Encore est-ce là les perspectives les moins douloureuses, soit celles qui envisagent que les espèces disposeront d’une capacité de dispersion. Autrement dit, d’une possibilité de migrer vers d’autres zones moins hostiles et de s’y acclimater, le tout dans un laps de temps relativement rapide.

Or, cette capacité à fuir face au réchauffement est loin d’être garantie dans tous les cas de figures. « Ces déplacements se heurtent à d’importantes difficultés », relève ainsi l’étude. Des obstacles naturels, telles que les chaînes montagneuses, peuvent l’empêcher.

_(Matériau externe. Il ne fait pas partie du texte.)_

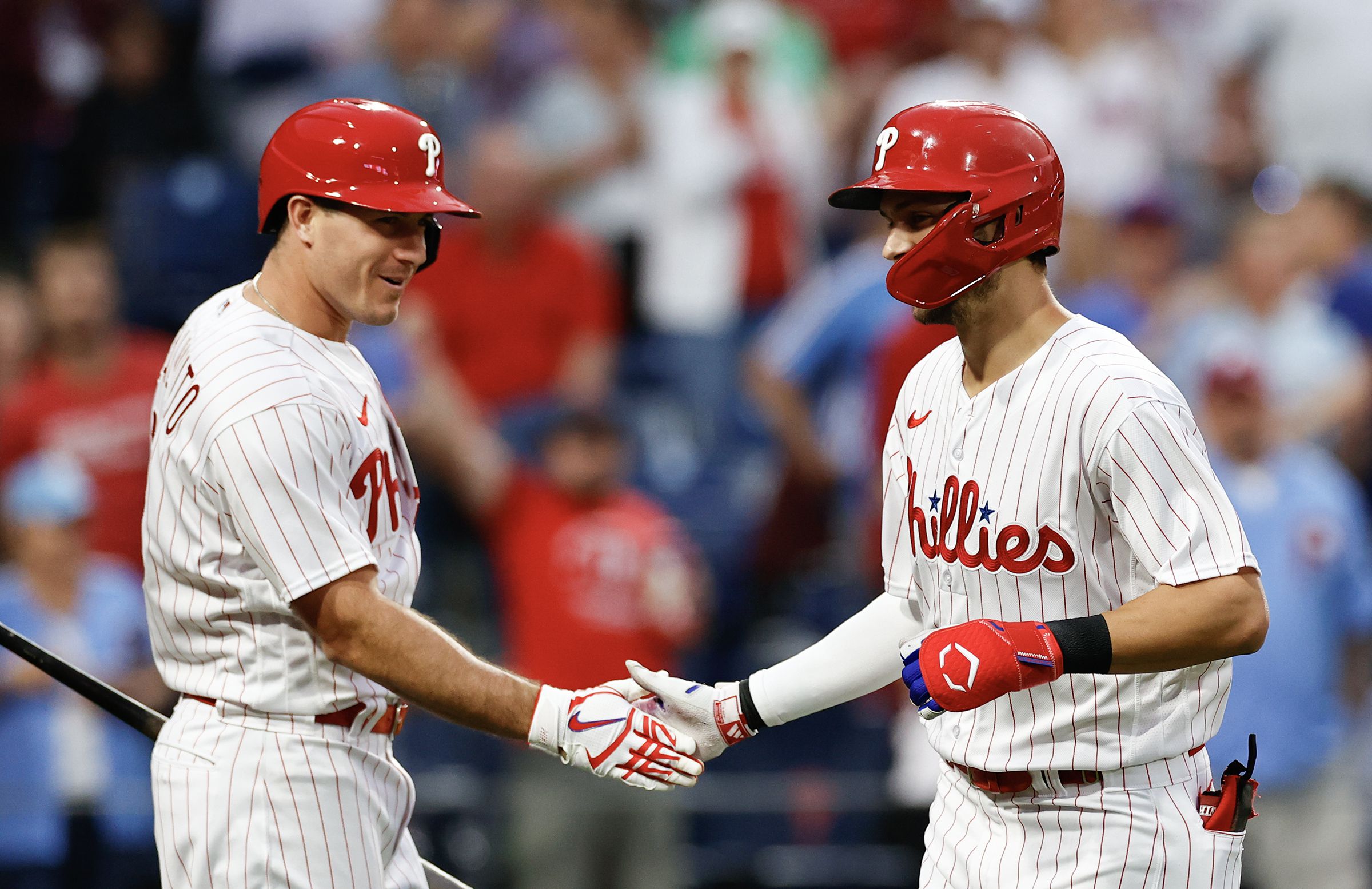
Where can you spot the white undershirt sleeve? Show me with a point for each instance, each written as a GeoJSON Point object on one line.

L’artificialisation des habitats, surtout, peut freiner le cheminement. « L’habitat adapté vers lequel se déplacer peut ne pas exister, avoir déjà été converti en terres agricoles ou faire l’objet d’une autre forme d’utilisation des terres qui s’avère incompatible avec la survie d’une espèce donnée. » En d’autres termes avoir été bétonné, déboisé ou pollué d’une quelconque façon. Et là encore, cela change tout : « En l’absence de possibilité de dispersion, la part d’espèces exposées à une extinction au niveau local progresse de 20 % à près de 25 % » dans le cadre d’un réchauffement de 2°C. Le pire des scénarii, celui qui conjuguera une absence de dispersion et une hausse de 4,5°C, voit ce chiffre bondir jusqu’à 50 %.

Si les Etats se contentent de limiter la hausse des températures globales à 3,2°C, 55% des espèces de plantes et 43% des espèces d’amphibiens courent le risquent de disparaitre de la Méditerranée.

Toutes les espèces, en outre, n’ont, intrinsèquement, pas les mêmes capacités à se sauver. Anthropique, c’est-à-dire induit par l’activité humaine, le réchauffement auquel nous assistons se produit dans un délai bien plus court que les précédents bouleversements géologiques. De fait, plantes et animaux disposent, pour migrer, d’un temps bien plus limité que par le passé. Sans surprises, ce sont donc les espèces les plus « lentes », celles dépendant du vent pour se disséminer ou dont les aptitudes physiques n’offrent pas la possibilité de se mouvoir sur des distances très longues, qui ont le plus de risques de disparaître. Dans ces courses, les grands perdants sont, dans l’ordre d’arrivée, les reptiles, les plantes et les amphibiens. L’exemple de la région Amazonie Guyane est en ce sens éloquent. Dans le cas d’un réchauffement à 2°C avec possibilité de dispersion, 0% des espèces de mammifères et d’oiseaux courent, localement, un risque d’extinction. Ce taux monte à 35% pour les reptiles, à 43% pour les plantes et à 47% pour les amphibiens.